So, Aiden and I were watching "Good Morning Texas" recently while getting ready for work and school, and a man was making Pumpkin Soup on the show. Well, Aiden decides that HE wants to make pumpkin soup out of his pumpkin that he picked out at the pumpkin patch, so I figure, Why not?
I go online and find the recipe--doesn't sound too hard, but then I realize that it uses butternut squash, not the type of pumpkin we picked out. I try to dissuade Aiden away from pumpkin soup: "Why don't we paint your pumpkin instead?" I ask (it's too small to carve). But no, Aiden is adamant about his desire for pumpkin soup, so I figure I'll just make it as the recipe dictates and tell him we put some pumpkin in it, too, and he'll be happy. He wants pumpkin soup that night for dinner, but I inform him we don't have the ingredients and I can't go to the market that day because of a full day at work, and tell him we'll try to get the ingredients tomorrow and make it. [Insert huge tantrum here.]
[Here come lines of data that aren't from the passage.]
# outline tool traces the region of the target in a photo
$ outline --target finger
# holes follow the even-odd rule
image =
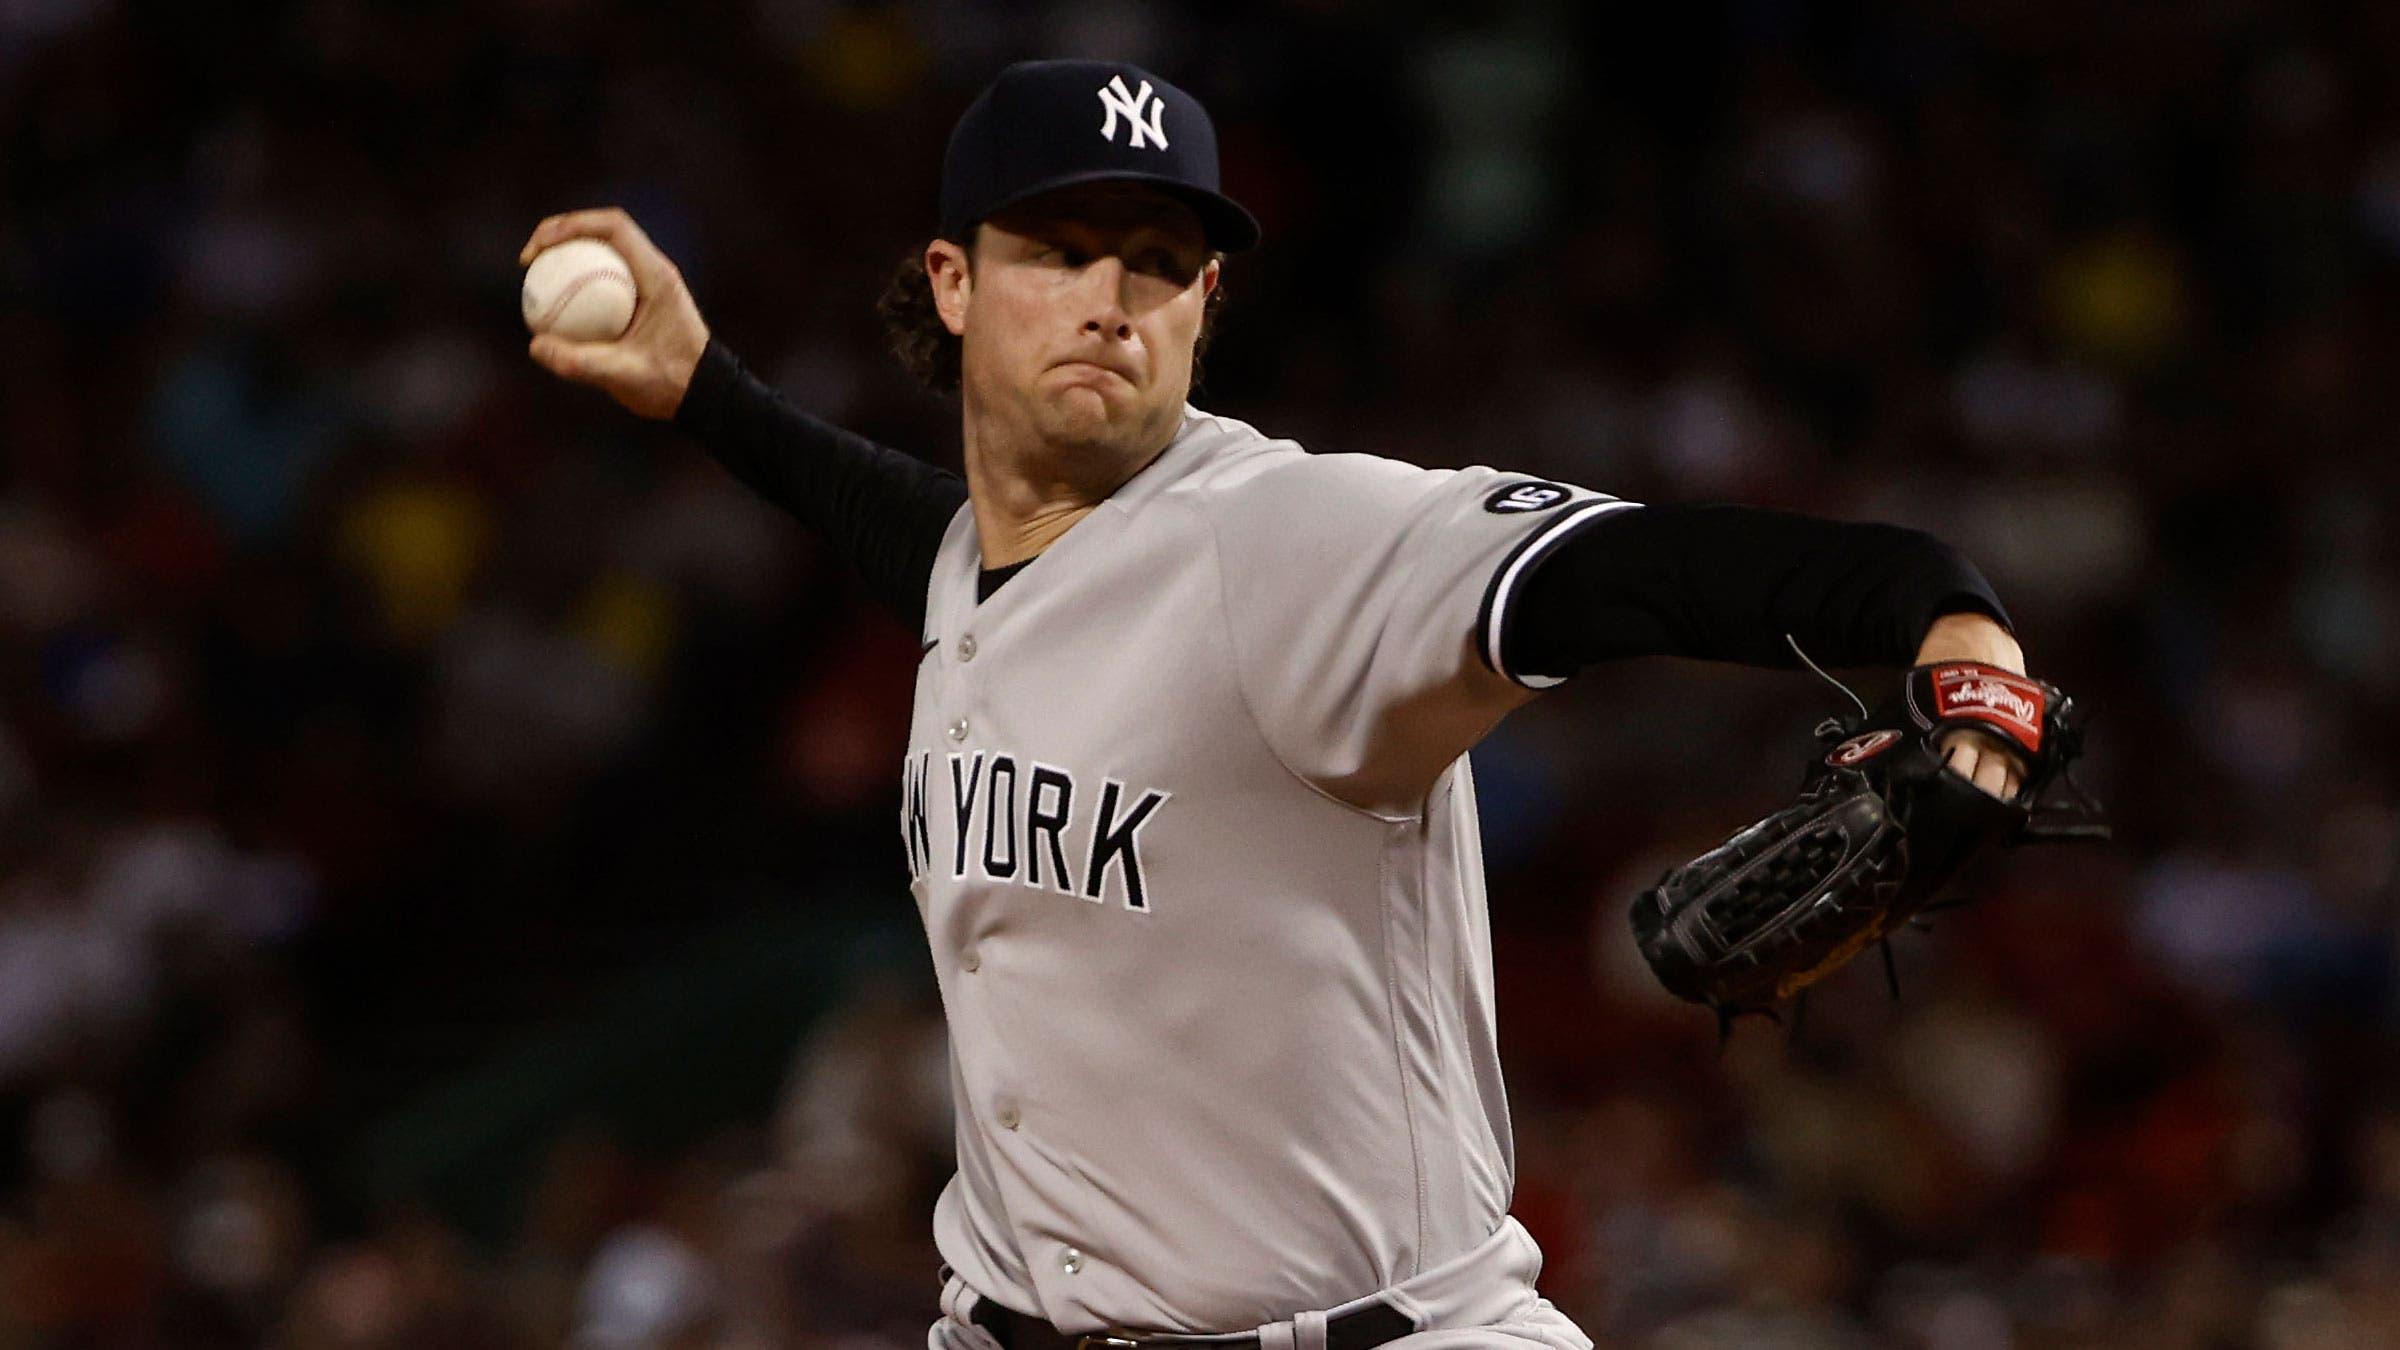
[[[1950,772],[1959,777],[1972,779],[1975,776],[1975,759],[1974,742],[1962,736],[1950,742],[1949,754],[1942,760],[1942,763],[1949,766]]]
[[[517,246],[517,266],[524,267],[530,264],[534,255],[557,243],[559,240],[558,223],[565,219],[566,217],[563,215],[542,217],[540,223],[533,227],[533,233],[526,235],[525,242]]]
[[[1975,786],[2003,800],[2014,795],[2009,789],[2008,778],[2008,757],[2005,755],[1985,755],[1975,766]]]
[[[554,216],[544,216],[542,223],[534,226],[533,233],[526,236],[525,246],[517,250],[517,263],[523,266],[532,262],[533,255],[569,239],[606,238],[610,223],[624,215],[622,207],[594,206],[582,211],[561,211]]]
[[[534,255],[554,244],[569,239],[598,239],[615,249],[633,269],[633,289],[638,297],[647,299],[665,293],[674,280],[675,264],[659,252],[658,245],[634,223],[633,217],[621,207],[601,206],[588,211],[569,211],[552,216],[534,227],[533,237],[517,254],[517,264],[524,266]]]
[[[544,370],[578,384],[605,385],[632,373],[634,356],[615,342],[569,342],[544,333],[526,346]]]
[[[633,293],[639,308],[648,309],[652,300],[665,295],[681,279],[674,262],[650,242],[650,236],[642,232],[633,217],[619,212],[617,224],[609,230],[607,239],[617,252],[625,255],[626,266],[633,269]]]

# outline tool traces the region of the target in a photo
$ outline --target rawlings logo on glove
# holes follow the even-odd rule
[[[1965,718],[2005,733],[2027,750],[2042,748],[2042,709],[2049,686],[1979,661],[1956,661],[1933,672],[1932,721]]]
[[[1960,727],[2005,737],[2024,764],[2003,801],[1950,771]],[[2068,768],[2083,751],[2074,700],[1977,661],[1908,673],[1872,715],[1817,727],[1799,800],[1670,869],[1633,903],[1634,940],[1659,982],[1730,1023],[1839,969],[1931,906],[1995,843],[2105,839]],[[2074,800],[2040,805],[2054,781]],[[1887,960],[1890,949],[1885,948]]]
[[[1825,762],[1837,769],[1851,768],[1866,763],[1899,743],[1900,733],[1897,731],[1870,731],[1833,747],[1833,753],[1825,757]]]

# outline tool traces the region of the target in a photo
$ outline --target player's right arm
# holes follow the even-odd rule
[[[633,269],[633,321],[607,342],[570,342],[543,333],[527,351],[551,374],[602,390],[628,412],[653,419],[674,416],[709,340],[682,270],[633,217],[614,206],[546,218],[517,250],[517,266],[530,265],[534,255],[569,239],[598,239]]]
[[[633,322],[608,342],[533,339],[533,359],[628,411],[672,418],[734,477],[822,534],[868,590],[912,627],[942,533],[967,485],[898,450],[793,407],[710,336],[683,273],[615,207],[536,226],[518,261],[568,239],[606,241],[633,269]]]

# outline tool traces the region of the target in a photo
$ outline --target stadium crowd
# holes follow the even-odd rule
[[[2400,1344],[2400,11],[1412,8],[0,4],[0,1346],[922,1343],[914,635],[533,367],[514,260],[623,204],[955,462],[871,303],[1032,54],[1217,117],[1203,406],[1931,529],[2093,710],[2114,846],[1721,1051],[1625,904],[1841,695],[1609,667],[1477,751],[1545,1293]]]

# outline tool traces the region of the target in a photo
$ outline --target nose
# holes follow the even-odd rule
[[[1085,306],[1083,332],[1119,342],[1133,337],[1133,316],[1125,304],[1125,260],[1114,255],[1094,259],[1079,278]]]

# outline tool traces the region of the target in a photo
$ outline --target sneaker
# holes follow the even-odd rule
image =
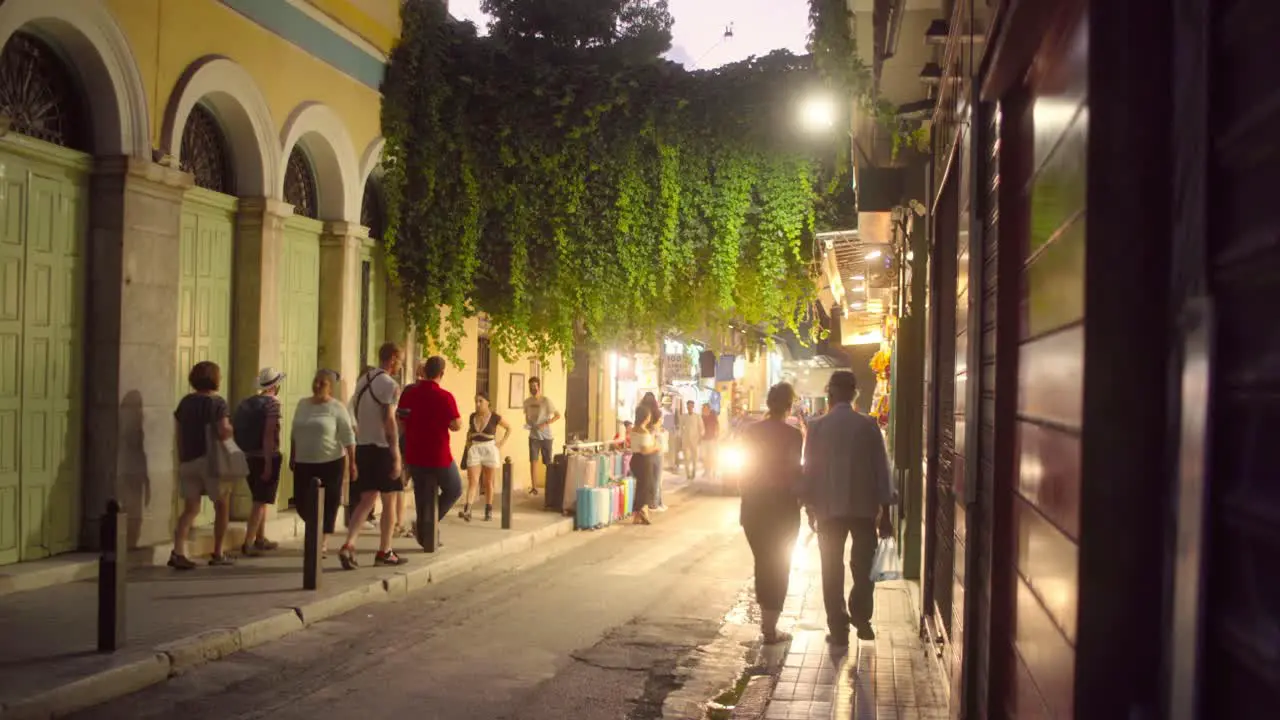
[[[848,647],[849,635],[848,633],[828,633],[827,644],[832,647]]]
[[[221,566],[228,566],[228,565],[235,565],[235,564],[236,564],[236,561],[233,560],[231,556],[226,553],[222,553],[221,555],[209,556],[209,567],[221,567]]]
[[[870,625],[862,625],[857,628],[859,640],[875,640],[876,632],[871,629]]]
[[[379,552],[373,556],[374,565],[403,565],[407,562],[404,558],[396,554],[395,550]]]
[[[176,552],[169,553],[169,567],[174,570],[195,570],[196,564],[191,562],[191,558],[186,555],[179,555]]]
[[[667,506],[666,506],[666,505],[659,505],[658,507],[653,508],[653,511],[654,511],[654,512],[666,512],[666,511],[667,511]]]
[[[280,547],[280,543],[266,538],[258,538],[254,541],[253,547],[255,550],[275,550]]]
[[[241,545],[240,554],[244,557],[258,557],[262,555],[262,551],[256,545]]]
[[[356,560],[356,550],[350,545],[344,545],[338,551],[338,562],[342,563],[343,570],[355,570],[360,567],[360,562]]]
[[[465,507],[459,510],[458,517],[462,518],[463,520],[466,520],[467,522],[471,522],[471,508]]]
[[[493,506],[492,506],[492,505],[485,505],[485,506],[484,506],[484,520],[485,520],[485,522],[489,522],[490,520],[493,520]]]

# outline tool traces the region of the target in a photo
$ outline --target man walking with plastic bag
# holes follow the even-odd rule
[[[880,427],[853,409],[858,381],[852,372],[831,375],[831,409],[810,422],[804,451],[801,500],[822,556],[822,598],[827,610],[827,642],[849,643],[849,627],[859,640],[874,640],[872,567],[879,537],[891,537],[894,502],[889,456]],[[878,537],[879,536],[879,537]],[[853,588],[844,595],[844,548],[852,538],[849,568]]]

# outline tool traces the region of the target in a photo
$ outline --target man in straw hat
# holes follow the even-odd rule
[[[247,557],[278,547],[278,543],[267,539],[266,526],[267,506],[276,504],[280,489],[280,384],[284,377],[273,367],[262,368],[258,372],[258,392],[240,402],[232,422],[236,445],[249,461],[246,480],[253,496],[253,510],[240,546],[240,553]]]

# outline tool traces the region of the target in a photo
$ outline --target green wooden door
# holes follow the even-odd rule
[[[367,323],[368,330],[364,333],[364,347],[360,348],[361,358],[356,368],[363,371],[366,365],[378,364],[378,348],[388,339],[387,264],[383,259],[382,249],[370,244],[366,244],[361,250],[360,259],[369,264],[369,302],[367,307],[362,308],[365,313],[362,322]]]
[[[21,143],[0,150],[0,564],[74,550],[81,516],[88,161]]]
[[[280,361],[288,378],[280,389],[281,430],[287,437],[293,411],[311,394],[320,357],[320,231],[315,220],[293,217],[285,224],[280,263]],[[280,474],[278,507],[293,497],[293,473]]]
[[[178,398],[191,391],[187,386],[187,373],[204,360],[216,362],[222,368],[221,392],[229,396],[235,208],[234,197],[201,188],[187,191],[182,204],[175,405]],[[181,497],[175,495],[174,506],[180,513]],[[174,518],[176,521],[177,513]],[[213,503],[205,498],[196,524],[212,522]]]

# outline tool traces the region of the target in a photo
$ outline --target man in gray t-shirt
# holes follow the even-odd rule
[[[529,493],[538,494],[538,459],[542,464],[551,467],[551,445],[555,434],[551,432],[551,423],[560,419],[560,411],[552,404],[551,399],[542,394],[542,381],[538,378],[529,380],[529,397],[524,401],[524,426],[529,431]]]

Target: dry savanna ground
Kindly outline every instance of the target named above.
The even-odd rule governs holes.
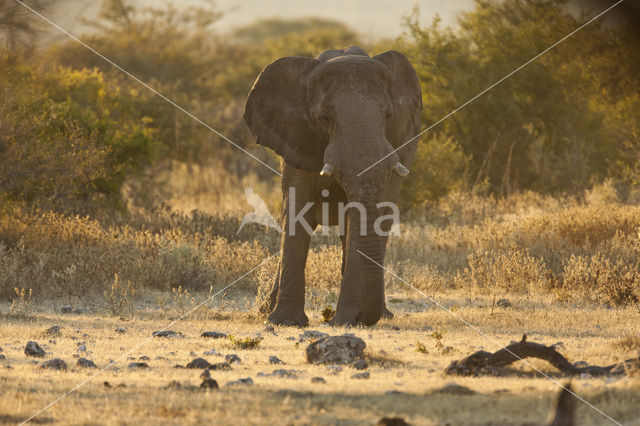
[[[599,191],[583,200],[456,195],[410,218],[391,239],[386,264],[420,292],[389,275],[396,317],[370,328],[322,323],[322,311],[335,307],[340,250],[334,236],[314,237],[309,329],[362,338],[368,378],[353,377],[364,371],[351,366],[307,363],[304,330],[265,328],[257,306],[276,258],[198,307],[277,253],[277,235],[259,227],[236,237],[239,216],[157,211],[105,224],[13,210],[0,218],[0,422],[19,423],[86,381],[32,422],[373,424],[386,416],[412,424],[544,424],[559,387],[534,367],[569,380],[549,364],[518,362],[498,377],[444,370],[475,351],[499,349],[487,336],[506,345],[523,333],[558,343],[571,362],[608,365],[638,355],[640,209]],[[66,306],[71,313],[62,313]],[[167,325],[182,337],[152,337]],[[52,326],[59,333],[44,333]],[[204,331],[234,338],[203,338]],[[242,345],[258,334],[257,347]],[[28,341],[42,346],[44,358],[25,355]],[[241,362],[211,371],[216,390],[200,388],[200,369],[175,368],[230,354]],[[80,357],[98,368],[78,366]],[[53,358],[67,370],[41,368]],[[134,362],[148,368],[129,368]],[[253,384],[228,385],[245,378]],[[637,372],[571,380],[589,404],[640,424]],[[578,424],[611,423],[584,402],[577,416]]]

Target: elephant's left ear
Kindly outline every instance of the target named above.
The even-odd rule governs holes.
[[[374,56],[373,59],[382,62],[391,70],[393,113],[387,120],[387,139],[397,148],[420,130],[420,111],[422,110],[420,83],[411,62],[402,53],[389,50]],[[415,143],[409,145],[413,149],[417,146]],[[407,148],[410,147],[407,146]],[[402,151],[399,154],[402,154]]]

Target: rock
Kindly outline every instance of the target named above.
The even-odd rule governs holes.
[[[209,366],[210,370],[218,370],[218,371],[229,371],[231,370],[231,364],[228,362],[216,362],[215,364],[211,364]]]
[[[111,387],[111,383],[109,383],[109,382],[104,382],[103,385],[104,385],[105,388],[110,388]]]
[[[277,356],[271,355],[269,357],[269,364],[284,364],[284,362]]]
[[[220,333],[219,331],[205,331],[200,337],[206,337],[208,339],[226,339],[227,333]]]
[[[173,389],[173,390],[180,390],[182,389],[182,384],[177,381],[177,380],[172,380],[169,382],[169,384],[167,386],[164,387],[165,389]]]
[[[127,330],[122,327],[116,327],[116,333],[125,334]]]
[[[211,367],[211,364],[204,358],[194,358],[189,364],[186,365],[186,367],[203,369]]]
[[[395,390],[395,389],[391,389],[389,391],[386,391],[384,394],[385,395],[404,395],[404,392],[399,391],[399,390]]]
[[[394,325],[393,327],[391,327],[391,329],[394,331],[400,331],[400,327],[398,327],[397,325]]]
[[[249,380],[251,380],[251,379],[249,379]],[[231,383],[233,383],[233,382],[227,383],[227,386],[231,385]],[[241,384],[241,383],[238,383],[238,384]],[[253,384],[253,382],[251,382],[249,384]],[[231,385],[231,386],[233,386],[233,385]],[[218,386],[218,382],[216,382],[213,379],[204,379],[202,381],[202,383],[200,383],[200,387],[203,388],[203,389],[218,389],[219,386]]]
[[[63,306],[62,309],[60,309],[60,312],[63,314],[70,314],[72,309],[73,307],[71,305],[66,305]]]
[[[232,382],[227,383],[227,386],[241,386],[241,385],[251,386],[253,385],[253,379],[251,377],[247,377],[246,379],[238,379],[238,380],[234,380]]]
[[[351,366],[356,370],[366,370],[369,364],[364,359],[359,359],[351,363]]]
[[[60,358],[53,358],[49,361],[45,361],[40,365],[40,368],[50,368],[52,370],[66,370],[67,363]]]
[[[84,367],[84,368],[98,368],[95,362],[87,358],[78,358],[77,364],[79,367]]]
[[[42,332],[42,334],[45,336],[59,336],[61,329],[62,327],[60,327],[59,325],[54,325],[53,327],[47,328],[45,331]]]
[[[141,357],[138,357],[138,359],[139,359],[140,361],[149,361],[151,358],[149,358],[149,357],[148,357],[148,356],[146,356],[146,355],[142,355]]]
[[[24,347],[24,353],[27,356],[33,356],[36,358],[42,358],[45,355],[44,349],[40,347],[37,342],[29,341]]]
[[[371,377],[371,375],[368,371],[365,371],[364,373],[356,373],[351,376],[352,379],[368,379],[369,377]]]
[[[212,355],[214,355],[214,356],[222,356],[221,354],[219,354],[219,353],[218,353],[215,349],[213,349],[213,348],[212,348],[210,351],[204,351],[204,352],[202,353],[202,355],[207,355],[207,356],[212,356]]]
[[[312,377],[311,383],[327,383],[324,377]]]
[[[339,365],[328,365],[327,370],[329,370],[329,374],[336,375],[342,371],[342,367]]]
[[[87,310],[84,309],[84,308],[78,308],[75,311],[73,311],[73,313],[76,314],[76,315],[81,315],[81,314],[87,313]]]
[[[173,331],[173,330],[160,330],[160,331],[154,331],[153,332],[153,337],[173,337],[173,338],[177,338],[177,337],[184,337],[184,334],[182,334],[180,332]]]
[[[322,331],[305,330],[304,333],[298,336],[298,340],[302,343],[306,341],[317,340],[317,339],[320,339],[321,337],[327,337],[327,336],[329,336],[329,334],[323,333]]]
[[[242,362],[240,357],[236,354],[225,355],[224,360],[227,361],[229,364],[233,364],[233,363],[240,364]]]
[[[78,348],[76,350],[78,352],[86,352],[87,351],[87,347],[85,345],[80,345],[80,346],[78,346]]]
[[[266,333],[271,333],[271,334],[273,334],[274,336],[277,336],[277,335],[278,335],[278,334],[276,333],[275,328],[273,328],[273,325],[271,325],[271,324],[267,324],[267,326],[264,328],[264,331],[265,331]]]
[[[457,383],[447,383],[439,389],[435,389],[432,393],[446,393],[451,395],[474,395],[477,392],[473,389],[469,389],[466,386],[459,385]]]
[[[0,359],[5,359],[6,357],[3,354],[0,354]]]
[[[0,352],[2,352],[2,348],[0,347]]]
[[[402,417],[383,417],[376,426],[408,426],[409,423],[405,422]]]
[[[350,364],[362,359],[364,340],[355,336],[325,336],[307,346],[307,362],[311,364]]]
[[[291,389],[281,389],[279,391],[274,392],[274,395],[281,397],[289,397],[289,398],[305,398],[313,395],[313,392],[300,392]]]
[[[576,368],[585,368],[589,366],[589,363],[586,361],[576,361],[573,363],[573,366]]]
[[[280,369],[280,370],[273,370],[273,373],[271,373],[271,375],[273,377],[281,377],[281,378],[287,378],[287,379],[297,379],[298,378],[298,373],[300,373],[300,371],[298,371],[298,370]]]
[[[295,341],[295,340],[296,340],[296,338],[295,338],[295,337],[293,337],[293,336],[289,336],[289,337],[287,337],[287,340]]]
[[[132,362],[131,364],[129,364],[128,368],[130,368],[131,370],[149,368],[149,364],[147,364],[146,362]]]
[[[197,353],[195,353],[194,351],[189,352],[189,356],[198,356]]]
[[[209,373],[208,369],[204,369],[204,370],[202,370],[202,373],[200,373],[200,378],[201,379],[210,379],[211,378],[211,373]]]
[[[500,306],[501,308],[509,308],[511,307],[511,302],[509,301],[509,299],[500,299],[496,302],[496,305]]]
The next day, Aiden and I go to the market and buy all the ingredients, but by the time we get home form a marathon of errands, it is too late that evening to start the adventure of making pumpkin soup. [Insert SECOND huge tantrum here.] "We have all the 'gredients, Mama! I want pumpkin soup tonight!" I finally talk him down from the ledge and promise him, pumpkin soup tomorrow night!
The next evening, I keep my promise and make the pumpkin soup. This is no easy task--there are lots of ingredients, a lot of veggies to be chopped, a long simmer time, and then there's the pureeing of the hot soup. As I get about halfway in, I realize that this recipe is going to make a LOT of soup--my stock pot is COMPLETELY FULL--and I say a quick prayer that we'll actually like the stuff.
Hours later, after slaving away, I finally deliver the finished product to the table. I taste it, and its delicious (thank you, Lord!). Brad likes it as well--it is a Thai-inspired recipe, a little spicy, but creamy and yummy as well. I look over at Aiden and urge him to taste it, and then he informs me, in a voice full of disdain "I don't LIKE pumpkin soup Mommy--I changed my mind."
[Insert a silent tantrum inside Mommy's head here.]
Three days of tantrums, a few sessions of begging that involved actual tears, hours of cooking, a fortune in ingredients, and the child won't even TASTE it! Remind me again, WHY do I do these things for my child?!
After it was all said and done, I had about 2 gallons of pumpkin soup. All I can say is, I hope our frinds enjoyed their "gift" of a jar of pumpkin soup!